Re: Redoing eXclusive Page Frame Ownership (XPFO) with isolated CPUs in mind (for KVM to isolate its guests per CPU)
From: Jonathan Adams
Date: Wed Sep 19 2018 - 11:43:23 EST
(apologies again; resending due to formatting issues)
On Tue, Sep 18, 2018 at 6:03 PM Balbir Singh <bsingharora@xxxxxxxxx> wrote:
>
> On Mon, Aug 20, 2018 at 09:52:19PM +0000, Woodhouse, David wrote:
> > On Mon, 2018-08-20 at 14:48 -0700, Linus Torvalds wrote:
> > >
> > > Of course, after the long (and entirely unrelated) discussion about
> > > the TLB flushing bug we had, I'm starting to worry about my own
> > > competence, and maybe I'm missing something really fundamental, and
> > > the XPFO patches do something else than what I think they do, or my
> > > "hey, let's use our Meltdown code" idea has some fundamental weakness
> > > that I'm missing.
> >
> > The interesting part is taking the user (and other) pages out of the
> > kernel's 1:1 physmap.
> >
> > It's the *kernel* we don't want being able to access those pages,
> > because of the multitude of unfixable cache load gadgets.
>
> I am missing why we need this since the kernel can't access
> (SMAP) unless we go through to the copy/to/from interface
> or execute any of the user pages.

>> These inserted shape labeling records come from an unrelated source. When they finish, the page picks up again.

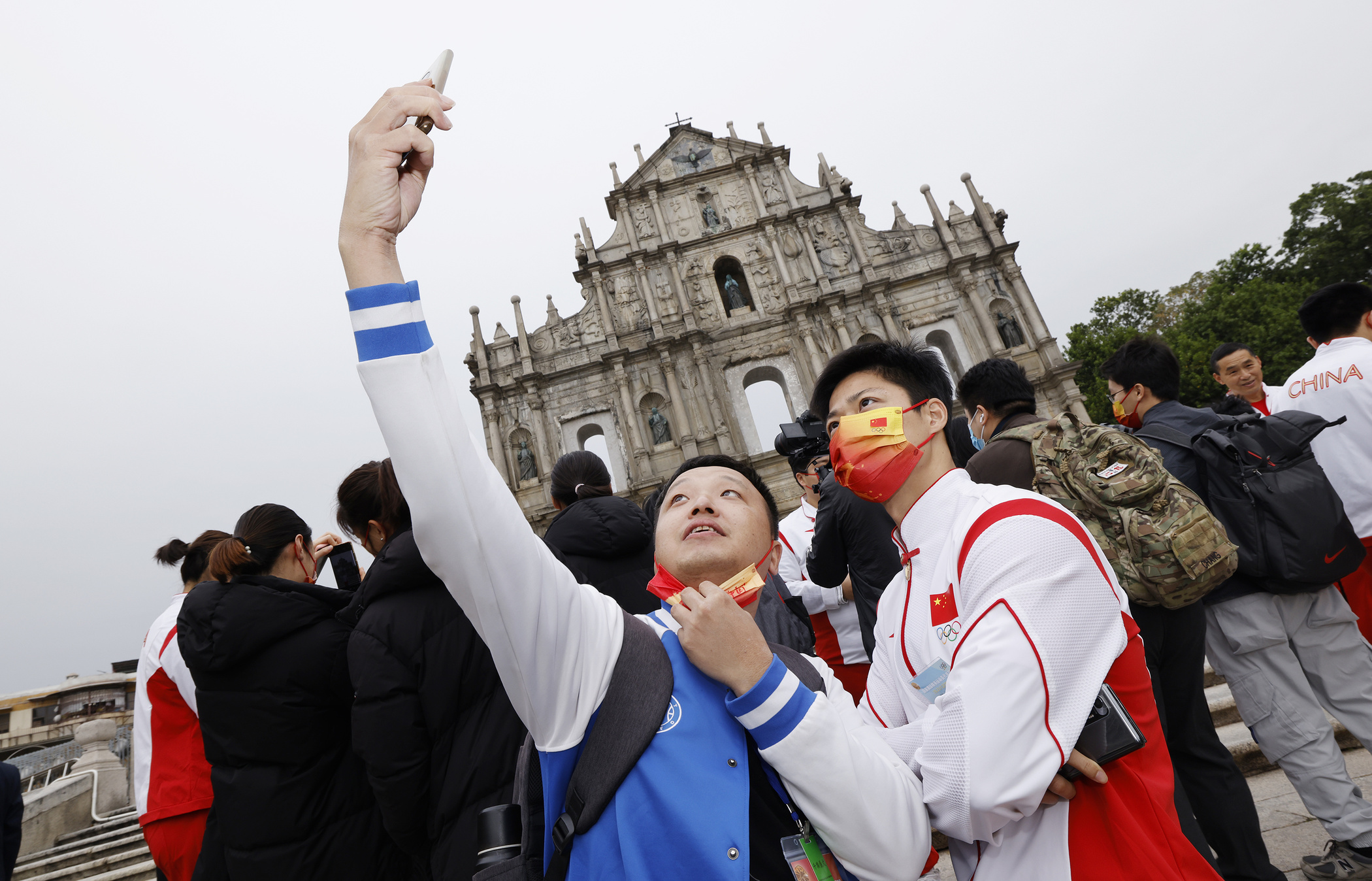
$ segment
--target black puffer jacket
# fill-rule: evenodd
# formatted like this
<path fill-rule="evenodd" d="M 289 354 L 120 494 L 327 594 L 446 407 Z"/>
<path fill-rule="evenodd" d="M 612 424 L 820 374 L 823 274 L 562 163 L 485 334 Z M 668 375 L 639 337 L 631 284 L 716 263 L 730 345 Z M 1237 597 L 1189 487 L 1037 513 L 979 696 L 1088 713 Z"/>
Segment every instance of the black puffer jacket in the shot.
<path fill-rule="evenodd" d="M 613 597 L 630 615 L 661 608 L 648 593 L 653 579 L 653 527 L 643 509 L 619 495 L 582 498 L 564 508 L 543 534 L 587 585 Z"/>
<path fill-rule="evenodd" d="M 351 593 L 247 575 L 185 598 L 177 641 L 195 678 L 214 807 L 196 880 L 407 878 L 353 752 Z"/>
<path fill-rule="evenodd" d="M 513 801 L 524 725 L 491 652 L 401 532 L 339 620 L 354 627 L 353 742 L 391 837 L 442 881 L 472 877 L 476 815 Z"/>

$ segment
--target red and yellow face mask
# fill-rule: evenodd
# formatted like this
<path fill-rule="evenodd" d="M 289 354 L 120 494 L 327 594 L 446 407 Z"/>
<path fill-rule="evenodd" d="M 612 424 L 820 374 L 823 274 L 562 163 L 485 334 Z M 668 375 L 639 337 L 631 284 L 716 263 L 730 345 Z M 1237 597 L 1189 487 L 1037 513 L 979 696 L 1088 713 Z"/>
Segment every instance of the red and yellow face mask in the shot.
<path fill-rule="evenodd" d="M 919 445 L 906 439 L 904 414 L 927 402 L 925 398 L 904 410 L 884 406 L 841 416 L 829 438 L 834 480 L 870 502 L 884 502 L 895 495 L 919 464 L 925 443 L 934 436 L 930 434 Z"/>
<path fill-rule="evenodd" d="M 763 583 L 766 583 L 766 579 L 759 569 L 764 563 L 767 563 L 767 557 L 771 556 L 771 548 L 767 548 L 767 553 L 763 554 L 761 560 L 720 585 L 720 590 L 733 597 L 734 602 L 742 608 L 752 605 L 753 600 L 757 598 L 757 591 L 761 590 Z M 676 605 L 681 602 L 682 591 L 686 590 L 687 586 L 681 583 L 675 575 L 664 569 L 656 560 L 653 561 L 653 567 L 657 572 L 653 575 L 653 580 L 648 582 L 648 591 L 659 600 L 665 600 L 668 605 Z"/>

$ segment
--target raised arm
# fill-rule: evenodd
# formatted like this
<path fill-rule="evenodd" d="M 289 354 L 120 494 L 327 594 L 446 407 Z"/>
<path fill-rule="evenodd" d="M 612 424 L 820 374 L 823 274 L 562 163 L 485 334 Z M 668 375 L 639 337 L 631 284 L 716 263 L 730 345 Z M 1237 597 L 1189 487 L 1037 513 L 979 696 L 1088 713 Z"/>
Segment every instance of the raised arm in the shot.
<path fill-rule="evenodd" d="M 410 84 L 388 91 L 350 134 L 339 251 L 354 285 L 358 373 L 420 554 L 491 649 L 538 748 L 567 749 L 605 696 L 623 619 L 613 600 L 578 585 L 534 535 L 473 441 L 429 339 L 418 285 L 402 281 L 395 257 L 434 165 L 434 143 L 407 118 L 428 115 L 447 129 L 443 110 L 451 106 L 427 82 Z"/>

Is it because of the dependency
> on the availability of those features?
>
SMAP protects against kernel accesses to non-PRIV (i.e. userspace)
mappings, but that isn't relevant to what's being discussed here.
Davis is talking about the kernel Direct Map, which is a PRIV (i.e.
kernel) mapping of all physical memory on the system, at
VA = (base + PA).
Since this mapping exists for all physical addresses, speculative
load gadgets (and the processor's prefetch mechanism, etc.) can
load arbitrary data even if it is only otherwise mapped into user
space.
XPFO fixes this by unmapping the Direct Map translations when the
page is allocated as a user page. The mapping is only restored:
1. temporarily if the kernel needs direct access to the page
(i.e. to zero it, access it from a device driver, etc),
2. when the page is freed
And in so doing, significantly reduces the amount of non-kernel data
vulnerable to speculative execution attacks against the kernel.
(and reduces what data can be loaded into the L1 data cache while
in kernel mode, to be peeked at by the recent L1 Terminal Fault
vulnerability).
Does that make sense?
Cheers,
- jonathan